O motor de partida para o Noise, é que Kaplan fez uma versão de uma página do Jess Collins (1923-2004) que por sua vez misturou nos anos 50 uma BD do Dick Tracy, de Chester Gould. É assim feita uma (nova) referência de artistas que fizeram as primeiras experiências de “mistura de BD”, centrando-se entre o Max Ernst e o Chumy Chumez. Consultem o recente O! Tricky Cad & Other Jessoterica (Siglio; 2012) que inclui o trabalho de colagem de Jess e as BDs “Tricky Cad” e “Nance”, esta última consegue transformar o clássico para toda a família de durões do western “Lance” (de Warren Tuft) numa brilhante orgia homossexual de fazer corar o Tom of Finland.

BD colagem de Jess

Levantei, no início desta segunda parte do artigo, o “problema” (não é um problema, será antes uma dificuldade?) de não haver “software” para misturar BD como há na música, muito ironicamente Kaplan com Edda e Dice Industries inventam e desenharam um esquema de estúdio musical (loops, sinais, volumes, MIDI, LFO, canais mono) para criar no final da “mistura” um grafismo!!! Programadores do mundo uni-vos!

Kaplan, Edda e Dice a gravarem um estilo gráfico!

Dote de poto a tres de Martin Lam


Extra Extra

Talvez não só vivemos um mundo de “copy/ paste” mas também num mundo demasiado rápido. Não só houve a coincidência de eu e o Kaplan estarmos a abordar situações parecidas nos nossos projectos, como outros pelo mundo também andam a explorar estas questões do “remix”. Recentemente tropecei no brasileiro Sama, residente em Portugal, que tem feito algumas BDs usando desenhos soltos que já tinha feito anteriormente, para um texto novo. Experiências destas já todos que fazem BD devem ter feito, claro está. O engraçado é que de repente não é só uma pessoa a exibir este tipo de situações... Outro caso, o Martin López Lam, peruano residente em Espanha, com o zine Dote de poto a tres (Ediciones Valientes; 2013) usa as imagens do seu colossal livro de BD Parte de Todo Esto (De Ponent; 2013) para colocá-las ao serviço de um texto completamente diferente - o que os junta é também que o título de um é anagrama do outro. O resultado é que ficamos na presença de obras gémeas mas separadas à nascença.

Esta é a razão da “remix”, não é fazer tributos ou homenagens ou poupar tempo numa BD nova, aliás, perde-se muito mais tempo a usar trabalho de outros para ficar coerente e autoral. O que interessa é acrescentar algo de novo sobre uma propriedade intelectual que já deu o que tinha a dar assim que foi lançada para o mundo. Quem proibiu o Katz não quer saber disso mas há milhares de pessoas com ferramentas neste exacto momento que podem pegar num dos 14 livrinhos do Chris Ware e melhorá-lo com uma tesoura…

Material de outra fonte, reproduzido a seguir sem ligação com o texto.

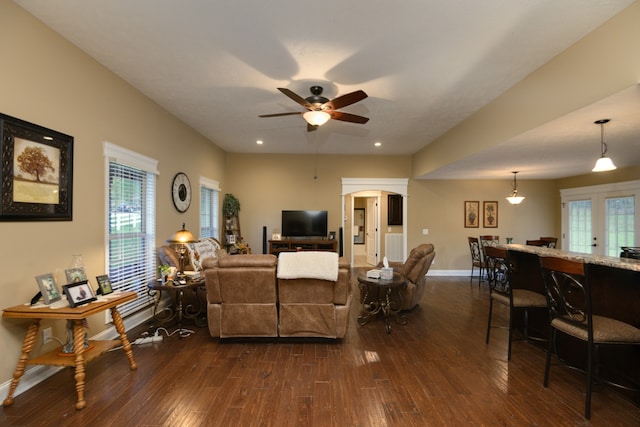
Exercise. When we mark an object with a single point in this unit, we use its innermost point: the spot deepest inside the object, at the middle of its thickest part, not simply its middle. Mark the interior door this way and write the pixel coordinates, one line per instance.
(371, 225)
(600, 222)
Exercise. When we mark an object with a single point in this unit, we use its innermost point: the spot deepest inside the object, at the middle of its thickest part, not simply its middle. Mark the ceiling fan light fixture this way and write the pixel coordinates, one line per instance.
(514, 199)
(316, 118)
(604, 163)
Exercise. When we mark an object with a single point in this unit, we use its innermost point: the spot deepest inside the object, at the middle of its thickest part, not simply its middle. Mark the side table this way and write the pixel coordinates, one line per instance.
(80, 355)
(178, 309)
(381, 295)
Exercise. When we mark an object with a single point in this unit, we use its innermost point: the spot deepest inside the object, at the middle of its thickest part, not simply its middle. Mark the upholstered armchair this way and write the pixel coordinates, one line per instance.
(415, 268)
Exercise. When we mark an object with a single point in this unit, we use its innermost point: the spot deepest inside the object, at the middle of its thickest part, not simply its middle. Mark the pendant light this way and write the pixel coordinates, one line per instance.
(514, 199)
(604, 163)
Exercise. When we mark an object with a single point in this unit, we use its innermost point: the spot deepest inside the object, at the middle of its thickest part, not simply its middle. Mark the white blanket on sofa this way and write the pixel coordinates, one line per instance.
(308, 265)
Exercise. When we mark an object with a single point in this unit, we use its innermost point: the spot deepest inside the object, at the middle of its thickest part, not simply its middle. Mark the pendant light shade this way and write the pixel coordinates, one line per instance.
(514, 199)
(604, 163)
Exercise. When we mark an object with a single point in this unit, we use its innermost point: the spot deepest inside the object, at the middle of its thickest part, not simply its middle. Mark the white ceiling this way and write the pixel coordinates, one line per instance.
(425, 64)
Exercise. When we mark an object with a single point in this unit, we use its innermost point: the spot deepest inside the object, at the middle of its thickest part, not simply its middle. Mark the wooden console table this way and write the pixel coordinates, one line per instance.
(293, 245)
(80, 355)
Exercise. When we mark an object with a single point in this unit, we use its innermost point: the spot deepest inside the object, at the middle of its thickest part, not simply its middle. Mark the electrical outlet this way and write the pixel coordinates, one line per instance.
(46, 335)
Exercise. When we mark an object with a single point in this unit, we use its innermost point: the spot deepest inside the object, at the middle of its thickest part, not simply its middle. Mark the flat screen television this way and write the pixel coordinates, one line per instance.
(304, 223)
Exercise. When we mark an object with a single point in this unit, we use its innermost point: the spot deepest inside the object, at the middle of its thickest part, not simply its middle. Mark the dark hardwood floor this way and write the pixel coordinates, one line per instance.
(434, 371)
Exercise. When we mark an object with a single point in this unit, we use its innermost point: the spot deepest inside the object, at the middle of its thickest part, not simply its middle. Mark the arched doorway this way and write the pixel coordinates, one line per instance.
(370, 187)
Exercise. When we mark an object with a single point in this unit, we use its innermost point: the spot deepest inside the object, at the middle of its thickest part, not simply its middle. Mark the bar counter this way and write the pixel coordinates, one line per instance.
(615, 293)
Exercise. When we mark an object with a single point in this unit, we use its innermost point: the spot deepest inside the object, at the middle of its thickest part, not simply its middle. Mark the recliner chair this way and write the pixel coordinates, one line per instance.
(415, 268)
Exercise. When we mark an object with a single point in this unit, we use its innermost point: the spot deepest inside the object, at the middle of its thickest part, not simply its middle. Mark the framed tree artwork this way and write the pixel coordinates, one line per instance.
(471, 214)
(490, 214)
(36, 172)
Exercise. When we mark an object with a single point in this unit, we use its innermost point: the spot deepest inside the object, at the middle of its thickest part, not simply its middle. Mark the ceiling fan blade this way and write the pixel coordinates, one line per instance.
(281, 114)
(346, 117)
(347, 99)
(300, 100)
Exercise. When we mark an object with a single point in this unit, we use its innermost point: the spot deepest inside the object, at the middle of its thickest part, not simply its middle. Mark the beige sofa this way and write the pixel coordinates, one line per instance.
(246, 298)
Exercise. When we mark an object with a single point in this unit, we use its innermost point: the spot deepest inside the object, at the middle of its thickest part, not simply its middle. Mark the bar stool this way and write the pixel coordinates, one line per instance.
(570, 311)
(499, 274)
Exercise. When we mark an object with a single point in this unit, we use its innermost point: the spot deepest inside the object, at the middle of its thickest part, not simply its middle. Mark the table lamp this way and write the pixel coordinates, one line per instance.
(181, 238)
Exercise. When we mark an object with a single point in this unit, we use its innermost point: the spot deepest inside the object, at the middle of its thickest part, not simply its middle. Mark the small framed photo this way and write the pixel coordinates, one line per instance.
(490, 217)
(79, 293)
(48, 287)
(104, 284)
(471, 214)
(75, 275)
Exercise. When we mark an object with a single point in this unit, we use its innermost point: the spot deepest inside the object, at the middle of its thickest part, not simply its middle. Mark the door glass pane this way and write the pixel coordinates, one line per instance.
(580, 226)
(620, 223)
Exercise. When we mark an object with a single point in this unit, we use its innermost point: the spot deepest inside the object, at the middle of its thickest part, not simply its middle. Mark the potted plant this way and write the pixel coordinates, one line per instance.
(230, 205)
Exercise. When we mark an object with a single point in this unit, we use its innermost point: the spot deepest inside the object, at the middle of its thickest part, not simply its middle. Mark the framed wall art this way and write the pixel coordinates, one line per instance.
(490, 214)
(79, 293)
(471, 214)
(48, 288)
(36, 172)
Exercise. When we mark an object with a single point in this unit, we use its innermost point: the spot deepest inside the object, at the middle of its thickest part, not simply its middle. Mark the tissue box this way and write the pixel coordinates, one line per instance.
(386, 273)
(373, 274)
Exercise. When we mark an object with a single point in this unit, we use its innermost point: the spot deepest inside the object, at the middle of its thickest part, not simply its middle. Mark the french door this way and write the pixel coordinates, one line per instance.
(600, 219)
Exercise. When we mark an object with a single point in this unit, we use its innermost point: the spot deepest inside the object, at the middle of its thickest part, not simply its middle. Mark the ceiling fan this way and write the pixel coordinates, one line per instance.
(321, 109)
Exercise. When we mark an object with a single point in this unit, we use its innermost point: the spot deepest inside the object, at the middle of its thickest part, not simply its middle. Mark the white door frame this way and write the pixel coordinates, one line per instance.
(391, 185)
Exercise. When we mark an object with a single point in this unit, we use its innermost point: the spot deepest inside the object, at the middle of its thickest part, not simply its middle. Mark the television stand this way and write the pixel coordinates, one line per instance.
(294, 245)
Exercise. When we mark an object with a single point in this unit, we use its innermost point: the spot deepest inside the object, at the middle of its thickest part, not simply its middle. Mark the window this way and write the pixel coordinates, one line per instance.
(209, 192)
(131, 255)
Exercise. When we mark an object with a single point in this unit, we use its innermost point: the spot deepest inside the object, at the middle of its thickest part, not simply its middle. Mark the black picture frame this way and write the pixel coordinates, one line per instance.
(43, 189)
(104, 284)
(79, 293)
(48, 288)
(75, 275)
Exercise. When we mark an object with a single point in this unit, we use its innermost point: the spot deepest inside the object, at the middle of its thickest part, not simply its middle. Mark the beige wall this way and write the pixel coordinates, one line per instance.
(601, 64)
(46, 80)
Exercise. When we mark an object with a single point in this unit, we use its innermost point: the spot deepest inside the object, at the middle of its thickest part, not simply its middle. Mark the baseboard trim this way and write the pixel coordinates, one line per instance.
(449, 273)
(38, 373)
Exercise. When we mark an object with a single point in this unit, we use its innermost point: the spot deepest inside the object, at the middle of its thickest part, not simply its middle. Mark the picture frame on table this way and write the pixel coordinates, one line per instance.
(75, 275)
(471, 214)
(36, 172)
(104, 285)
(490, 214)
(48, 288)
(79, 293)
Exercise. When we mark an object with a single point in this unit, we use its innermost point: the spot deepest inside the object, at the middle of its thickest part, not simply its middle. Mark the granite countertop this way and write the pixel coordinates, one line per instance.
(608, 261)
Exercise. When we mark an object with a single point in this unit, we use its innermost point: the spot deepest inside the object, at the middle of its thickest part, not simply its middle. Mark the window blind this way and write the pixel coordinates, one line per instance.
(131, 258)
(209, 194)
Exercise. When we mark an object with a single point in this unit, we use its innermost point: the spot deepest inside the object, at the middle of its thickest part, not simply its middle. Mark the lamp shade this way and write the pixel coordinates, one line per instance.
(603, 164)
(316, 118)
(514, 199)
(182, 236)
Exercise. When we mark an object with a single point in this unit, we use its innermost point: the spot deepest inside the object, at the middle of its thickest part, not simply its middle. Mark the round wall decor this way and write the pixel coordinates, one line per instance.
(181, 192)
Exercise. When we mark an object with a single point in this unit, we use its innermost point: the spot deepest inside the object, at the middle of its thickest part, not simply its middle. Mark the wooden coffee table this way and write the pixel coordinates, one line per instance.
(81, 355)
(382, 295)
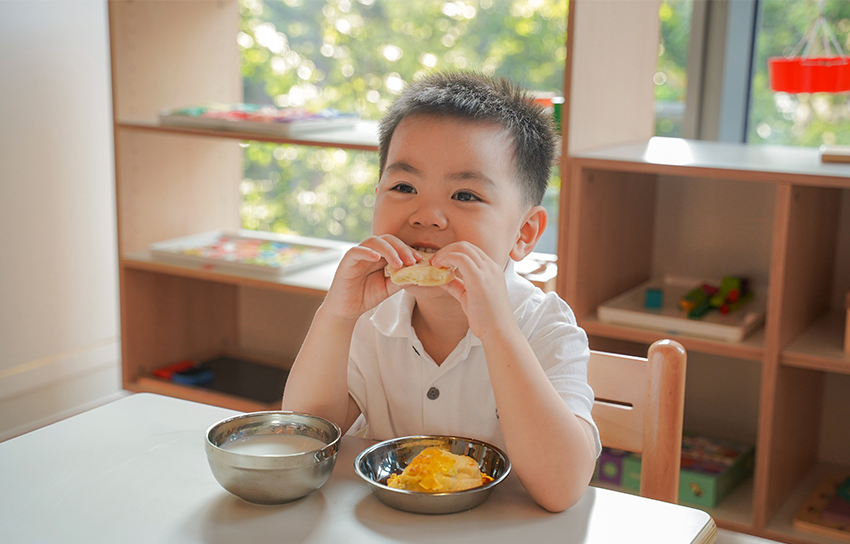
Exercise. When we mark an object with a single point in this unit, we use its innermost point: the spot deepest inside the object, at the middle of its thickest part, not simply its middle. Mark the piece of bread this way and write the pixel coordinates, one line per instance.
(421, 273)
(437, 471)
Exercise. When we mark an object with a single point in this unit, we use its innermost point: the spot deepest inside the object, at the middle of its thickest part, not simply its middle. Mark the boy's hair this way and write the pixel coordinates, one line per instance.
(478, 97)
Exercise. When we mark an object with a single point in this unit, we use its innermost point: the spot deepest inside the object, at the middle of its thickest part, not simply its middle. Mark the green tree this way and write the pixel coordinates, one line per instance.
(355, 56)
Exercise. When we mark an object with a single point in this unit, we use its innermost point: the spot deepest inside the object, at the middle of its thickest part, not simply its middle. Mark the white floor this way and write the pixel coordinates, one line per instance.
(730, 537)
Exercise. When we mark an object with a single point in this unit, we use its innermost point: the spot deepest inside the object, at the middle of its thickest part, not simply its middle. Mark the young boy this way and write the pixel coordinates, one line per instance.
(465, 161)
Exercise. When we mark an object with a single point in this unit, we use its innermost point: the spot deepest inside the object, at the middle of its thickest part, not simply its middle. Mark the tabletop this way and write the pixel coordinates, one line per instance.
(135, 470)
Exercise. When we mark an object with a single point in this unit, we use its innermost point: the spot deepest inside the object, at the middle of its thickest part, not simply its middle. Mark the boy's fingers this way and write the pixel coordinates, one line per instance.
(397, 253)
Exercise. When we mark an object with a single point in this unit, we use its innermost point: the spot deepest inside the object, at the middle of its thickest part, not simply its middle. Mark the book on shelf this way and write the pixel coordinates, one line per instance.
(269, 120)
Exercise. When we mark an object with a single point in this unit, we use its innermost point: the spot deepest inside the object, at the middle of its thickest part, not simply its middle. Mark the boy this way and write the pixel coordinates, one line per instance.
(464, 163)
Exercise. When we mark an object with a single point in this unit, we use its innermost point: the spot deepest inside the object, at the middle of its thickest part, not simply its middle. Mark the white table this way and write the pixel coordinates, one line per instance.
(135, 471)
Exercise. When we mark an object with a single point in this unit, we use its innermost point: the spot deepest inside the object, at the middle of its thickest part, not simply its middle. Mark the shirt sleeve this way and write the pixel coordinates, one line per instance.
(562, 349)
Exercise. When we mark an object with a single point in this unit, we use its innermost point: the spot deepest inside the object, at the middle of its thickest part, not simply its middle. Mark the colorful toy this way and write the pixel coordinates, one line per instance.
(654, 298)
(734, 292)
(697, 297)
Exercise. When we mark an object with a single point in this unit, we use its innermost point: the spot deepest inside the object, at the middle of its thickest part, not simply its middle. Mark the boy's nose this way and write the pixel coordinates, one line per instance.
(428, 216)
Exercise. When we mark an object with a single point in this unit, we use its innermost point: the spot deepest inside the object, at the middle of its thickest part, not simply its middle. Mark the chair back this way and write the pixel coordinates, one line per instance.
(639, 407)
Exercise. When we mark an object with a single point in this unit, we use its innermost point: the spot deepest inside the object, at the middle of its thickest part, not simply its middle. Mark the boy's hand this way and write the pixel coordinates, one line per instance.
(359, 283)
(480, 288)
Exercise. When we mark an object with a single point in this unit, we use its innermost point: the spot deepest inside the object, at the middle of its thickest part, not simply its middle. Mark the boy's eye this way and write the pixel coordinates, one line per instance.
(465, 196)
(404, 188)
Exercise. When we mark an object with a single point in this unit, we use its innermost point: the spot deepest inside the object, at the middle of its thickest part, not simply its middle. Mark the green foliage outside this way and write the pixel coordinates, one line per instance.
(803, 119)
(671, 81)
(355, 56)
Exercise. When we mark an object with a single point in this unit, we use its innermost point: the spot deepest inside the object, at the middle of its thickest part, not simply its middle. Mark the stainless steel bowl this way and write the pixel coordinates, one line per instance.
(376, 463)
(271, 477)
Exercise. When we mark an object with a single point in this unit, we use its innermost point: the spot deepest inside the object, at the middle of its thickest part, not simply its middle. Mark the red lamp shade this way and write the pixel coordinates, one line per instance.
(810, 75)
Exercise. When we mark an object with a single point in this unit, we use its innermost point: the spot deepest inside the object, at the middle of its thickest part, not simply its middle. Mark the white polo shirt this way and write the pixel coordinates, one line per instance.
(401, 391)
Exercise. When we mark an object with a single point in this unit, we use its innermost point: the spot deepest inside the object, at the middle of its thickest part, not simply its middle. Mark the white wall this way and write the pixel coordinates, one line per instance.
(59, 333)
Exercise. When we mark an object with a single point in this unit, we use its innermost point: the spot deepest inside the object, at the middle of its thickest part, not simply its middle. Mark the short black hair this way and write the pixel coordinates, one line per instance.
(477, 97)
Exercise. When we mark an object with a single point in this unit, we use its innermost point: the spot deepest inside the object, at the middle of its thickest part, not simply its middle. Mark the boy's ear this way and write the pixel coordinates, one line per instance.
(529, 232)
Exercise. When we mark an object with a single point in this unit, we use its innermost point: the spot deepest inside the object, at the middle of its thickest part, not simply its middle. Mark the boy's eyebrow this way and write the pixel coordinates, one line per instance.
(471, 175)
(404, 167)
(464, 175)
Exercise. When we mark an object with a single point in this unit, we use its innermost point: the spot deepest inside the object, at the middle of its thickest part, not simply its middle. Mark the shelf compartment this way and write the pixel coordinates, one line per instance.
(315, 280)
(733, 513)
(146, 384)
(628, 309)
(238, 380)
(820, 346)
(781, 526)
(364, 136)
(751, 348)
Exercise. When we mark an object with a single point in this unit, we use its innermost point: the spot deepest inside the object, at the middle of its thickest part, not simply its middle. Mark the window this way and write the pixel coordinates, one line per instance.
(796, 119)
(671, 77)
(356, 55)
(712, 80)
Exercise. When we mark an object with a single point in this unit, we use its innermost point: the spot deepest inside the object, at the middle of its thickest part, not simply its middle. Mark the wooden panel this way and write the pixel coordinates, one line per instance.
(620, 424)
(173, 53)
(611, 226)
(805, 256)
(274, 324)
(170, 186)
(166, 319)
(794, 433)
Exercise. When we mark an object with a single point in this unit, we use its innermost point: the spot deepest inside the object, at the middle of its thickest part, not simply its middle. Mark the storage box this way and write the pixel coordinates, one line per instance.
(609, 467)
(711, 469)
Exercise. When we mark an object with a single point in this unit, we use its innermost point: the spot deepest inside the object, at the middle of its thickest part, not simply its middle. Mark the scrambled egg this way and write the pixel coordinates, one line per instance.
(438, 471)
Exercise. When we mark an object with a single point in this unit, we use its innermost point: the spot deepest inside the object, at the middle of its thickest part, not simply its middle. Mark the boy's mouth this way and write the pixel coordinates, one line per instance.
(424, 250)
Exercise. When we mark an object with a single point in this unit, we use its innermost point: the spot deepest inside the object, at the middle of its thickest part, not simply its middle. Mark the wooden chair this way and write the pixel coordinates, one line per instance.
(639, 407)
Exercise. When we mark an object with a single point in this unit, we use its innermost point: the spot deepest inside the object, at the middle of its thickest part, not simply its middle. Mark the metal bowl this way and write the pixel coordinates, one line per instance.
(258, 456)
(376, 463)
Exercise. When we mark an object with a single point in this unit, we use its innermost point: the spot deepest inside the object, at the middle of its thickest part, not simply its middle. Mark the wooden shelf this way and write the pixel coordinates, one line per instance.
(821, 346)
(618, 209)
(314, 281)
(363, 137)
(146, 384)
(751, 348)
(781, 527)
(734, 512)
(618, 204)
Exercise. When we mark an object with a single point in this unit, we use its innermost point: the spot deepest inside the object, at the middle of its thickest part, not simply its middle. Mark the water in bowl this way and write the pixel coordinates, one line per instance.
(274, 444)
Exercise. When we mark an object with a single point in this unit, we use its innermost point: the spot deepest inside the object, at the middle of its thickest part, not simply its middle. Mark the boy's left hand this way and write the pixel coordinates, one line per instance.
(480, 287)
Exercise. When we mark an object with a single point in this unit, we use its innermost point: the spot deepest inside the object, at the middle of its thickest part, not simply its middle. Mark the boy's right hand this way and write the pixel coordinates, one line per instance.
(360, 283)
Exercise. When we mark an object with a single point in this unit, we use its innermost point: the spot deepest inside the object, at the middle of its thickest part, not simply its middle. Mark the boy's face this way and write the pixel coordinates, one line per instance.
(448, 180)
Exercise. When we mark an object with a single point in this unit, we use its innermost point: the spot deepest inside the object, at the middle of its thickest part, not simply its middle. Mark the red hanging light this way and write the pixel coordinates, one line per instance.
(823, 74)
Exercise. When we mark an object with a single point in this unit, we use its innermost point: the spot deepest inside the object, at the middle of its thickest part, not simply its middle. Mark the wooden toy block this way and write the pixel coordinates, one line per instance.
(654, 298)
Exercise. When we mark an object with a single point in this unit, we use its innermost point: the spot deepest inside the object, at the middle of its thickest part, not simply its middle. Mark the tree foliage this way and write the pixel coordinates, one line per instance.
(355, 56)
(802, 119)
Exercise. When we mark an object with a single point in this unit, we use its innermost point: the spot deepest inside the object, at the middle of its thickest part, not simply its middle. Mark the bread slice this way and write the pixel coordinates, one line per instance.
(421, 273)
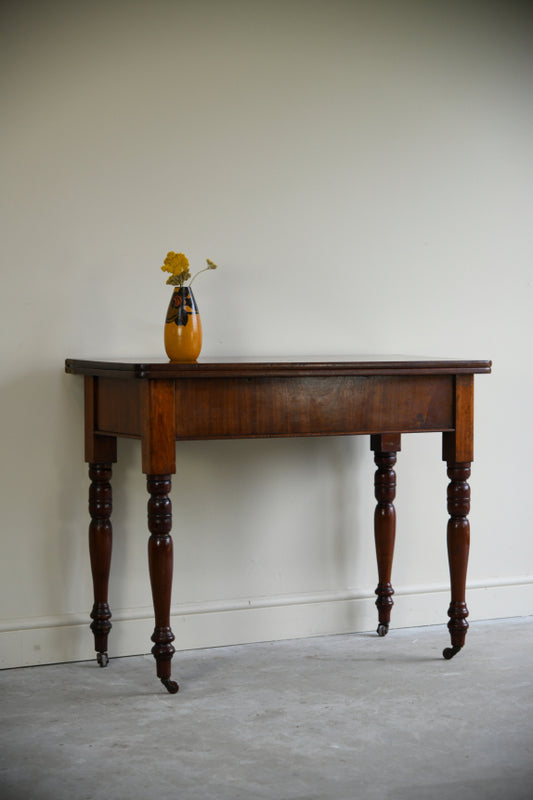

Agradecimentos a Elettra Stamboulis, Sami Aho e Benjamin Bergman. Este artigo foi publicado em Setembro no jornal finlandês Kuti, em inglês com tradução de Ondina Pires.


(1)   Edição em português na revista Quadrado #1, 3ª série (Bedeteca de Lisboa; Jan’00)
(2)   Quadradinhos. Histórias Postadas (Galeria Yron, 2008)
(3)   Já agora, este trabalho de Ware lembra a mesma estratégia fragmentada do romance Vida – Modo de Usar de Georges Perec (1936-1982), um “oulipista” que neste livro conta as histórias de cada apartamento de um prédio mas o livro enquanto objecto é um único volume de 500 páginas
(4) Há várias edições de Bosnian Flat Dog (título original), em monografias ou em antologias, é só procurá-la na sua língua favorita! Em Portugal, foi publicado o primeiro capítulo na Quadrado (3ª série; Bedeteca de Lisboa).